Quatro dias de trabalho: vamos falar disto a sério

  • Pedro Lacerda
  • 1 Fevereiro 2022

Faz sentido? Faz. É um modelo benéfico e com resultados comprovados na produtividade e felicidade dos trabalhadores? Sem dúvida. É o momento certo para equacionar a sua implementação? Talvez não.

A semana de trabalho de quatro dias subiu para o palco imediato de forma pouco genuína. Tenhamos, desde já, em conta que o tema — e respetivo mediatismo –- surgiu em plena campanha eleitoral, o que facilita a compreensão da relação entre um tema e o seu contexto. Fora isso, tentemos perceber o porquê de este modelo não ser exequível, neste momento em específico, em Portugal. São vários os motivos:

O principal argumento que defende este modelo prende-se com o aumento significativo da produtividade. Concordo. No entanto, em Portugal, os números não são animadores:: dados do Pordata mostravam que, em 2020, éramos o 7º país menos produtivo da União Europeia, o que nos mostra o longo caminho ainda por percorrer.;

Além disso, os nossos salários são – também eles – tendencialmente baixos. Ao propormos uma semana de quatro dias laborais, o que não se discute – e tem de ser discutido – é que este modelo não é sustentável se trabalharmos 4 dias e mantivermos a remuneração dos atuais 5, onde ainda demonstramos lacunas ao nível da produtividade. Se o fizéssemos, obviamente que muitas empresas não teriam capacidade, de forma sustentada, em assumir esse custo. Por outro lado, se ajustarmos um salário já baixo de acordo com menos um dia de trabalho, então o nosso poder de compra desce drasticamente;

A própria estrutura do nosso tecido empresarial está assente em serviços (muitos deles que operam 24/7) e na carga fiscal aplicada sobre os mesmos, o que provoca uma necessidade bem maior em manter a atual dinâmica económica, principalmente na área dos serviços;

Por último, tenhamos em conta que as empresas que mostraram sucesso comprovado no modelo de 4 dias são empresas tecnológicas, em que a flexibilidade é bastante maior do que, por exemplo, nos serviços. Quem conhece o nosso mercado laboral sabe que as tecnológicas representam uma minoria das nossas empresas. Algumas organizações, inclusivamente, só agora deram início aos seus processos de transição digital e/ou tecnológica. Muitas outras, nem isso poderão fazer porque a sua atividade não o permite de todo, como a indústria têxtil ou fabril. E são muitas as que por cá operam.
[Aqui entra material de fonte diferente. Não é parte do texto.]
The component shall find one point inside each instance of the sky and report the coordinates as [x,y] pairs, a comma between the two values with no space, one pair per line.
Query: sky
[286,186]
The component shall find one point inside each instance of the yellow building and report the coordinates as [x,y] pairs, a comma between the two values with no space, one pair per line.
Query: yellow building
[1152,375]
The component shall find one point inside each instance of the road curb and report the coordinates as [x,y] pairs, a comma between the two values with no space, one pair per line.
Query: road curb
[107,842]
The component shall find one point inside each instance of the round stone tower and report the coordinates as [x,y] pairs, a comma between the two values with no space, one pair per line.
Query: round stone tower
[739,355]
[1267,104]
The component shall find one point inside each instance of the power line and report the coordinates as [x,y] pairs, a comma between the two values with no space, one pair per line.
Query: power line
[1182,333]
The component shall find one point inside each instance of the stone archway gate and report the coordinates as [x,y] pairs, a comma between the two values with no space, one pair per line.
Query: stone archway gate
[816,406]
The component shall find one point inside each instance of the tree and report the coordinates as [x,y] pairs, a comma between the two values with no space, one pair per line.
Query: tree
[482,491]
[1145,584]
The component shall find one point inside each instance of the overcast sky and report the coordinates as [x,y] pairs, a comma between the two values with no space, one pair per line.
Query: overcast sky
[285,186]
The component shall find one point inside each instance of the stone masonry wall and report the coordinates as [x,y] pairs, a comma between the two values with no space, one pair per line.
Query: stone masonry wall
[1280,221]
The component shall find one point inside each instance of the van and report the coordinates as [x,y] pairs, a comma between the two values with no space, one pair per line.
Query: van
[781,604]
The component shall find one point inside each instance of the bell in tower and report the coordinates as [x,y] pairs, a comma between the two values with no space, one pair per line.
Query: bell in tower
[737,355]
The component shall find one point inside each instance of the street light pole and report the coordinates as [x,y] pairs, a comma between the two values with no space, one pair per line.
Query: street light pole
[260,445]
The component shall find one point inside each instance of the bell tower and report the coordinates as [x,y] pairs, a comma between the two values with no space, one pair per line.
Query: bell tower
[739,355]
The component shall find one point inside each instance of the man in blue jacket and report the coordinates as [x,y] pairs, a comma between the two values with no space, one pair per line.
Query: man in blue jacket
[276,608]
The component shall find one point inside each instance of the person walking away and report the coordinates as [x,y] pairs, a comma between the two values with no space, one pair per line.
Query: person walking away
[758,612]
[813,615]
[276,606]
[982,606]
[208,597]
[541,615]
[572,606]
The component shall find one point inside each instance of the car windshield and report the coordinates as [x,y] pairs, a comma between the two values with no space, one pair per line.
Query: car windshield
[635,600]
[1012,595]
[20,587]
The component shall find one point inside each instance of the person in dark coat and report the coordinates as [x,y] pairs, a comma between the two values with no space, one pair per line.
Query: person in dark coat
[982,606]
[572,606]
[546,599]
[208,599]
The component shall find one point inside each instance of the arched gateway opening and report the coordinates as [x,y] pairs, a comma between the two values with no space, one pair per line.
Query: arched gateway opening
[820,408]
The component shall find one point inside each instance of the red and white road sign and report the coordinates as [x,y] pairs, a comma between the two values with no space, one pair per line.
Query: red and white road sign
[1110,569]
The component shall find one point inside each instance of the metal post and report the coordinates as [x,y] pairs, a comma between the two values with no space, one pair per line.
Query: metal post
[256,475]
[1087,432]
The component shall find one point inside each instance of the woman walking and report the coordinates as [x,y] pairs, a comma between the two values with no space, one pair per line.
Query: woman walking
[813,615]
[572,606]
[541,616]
É unânime e comprovada a teoria de que mais horas de trabalho não se traduzem em maior produtividade. Mas há um trabalho de casa mais urgente a fazer – que passa por recuperar dos danos que ainda estão por apurar do impacto da pandemia.

Não me interpretem mal: a semana de 4 dias é um modelo que merece análise, debate e acima de tudo a vontade de perceber como e onde o aplicar. O contexto será sempre parte essencial da conversa.
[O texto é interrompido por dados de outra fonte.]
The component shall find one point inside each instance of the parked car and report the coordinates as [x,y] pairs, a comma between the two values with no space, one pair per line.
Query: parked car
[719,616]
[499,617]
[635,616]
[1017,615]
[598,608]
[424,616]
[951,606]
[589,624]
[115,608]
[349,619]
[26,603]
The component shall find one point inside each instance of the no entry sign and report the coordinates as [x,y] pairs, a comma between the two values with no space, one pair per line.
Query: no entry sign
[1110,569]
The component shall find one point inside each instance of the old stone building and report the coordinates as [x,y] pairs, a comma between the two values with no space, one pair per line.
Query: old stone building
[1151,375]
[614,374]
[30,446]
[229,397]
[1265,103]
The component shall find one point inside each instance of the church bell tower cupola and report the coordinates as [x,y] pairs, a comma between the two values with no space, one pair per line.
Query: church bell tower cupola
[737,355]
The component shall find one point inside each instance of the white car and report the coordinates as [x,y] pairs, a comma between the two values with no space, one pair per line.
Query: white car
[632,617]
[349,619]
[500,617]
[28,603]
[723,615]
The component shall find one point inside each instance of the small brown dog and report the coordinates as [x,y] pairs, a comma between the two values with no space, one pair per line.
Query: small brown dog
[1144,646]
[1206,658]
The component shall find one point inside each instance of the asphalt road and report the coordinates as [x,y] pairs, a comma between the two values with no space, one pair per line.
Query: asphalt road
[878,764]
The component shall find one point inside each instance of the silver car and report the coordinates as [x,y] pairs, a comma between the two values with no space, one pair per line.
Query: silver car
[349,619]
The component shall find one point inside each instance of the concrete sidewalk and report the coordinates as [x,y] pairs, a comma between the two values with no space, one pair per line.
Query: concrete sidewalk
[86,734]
Estes desafiantes últimos dois anos provaram ser uma oportunidade para falarmos do que pode ser o futuro do trabalho. Isso é algo que já retiramos de positivo e que vai marcar as conversas futuras. Precisamente por isso, necessitamos de um realismo capaz de abordar este assunto com a atenção e cuidado, mais do que o reduzir a soundbites de uma campanha eleitoral.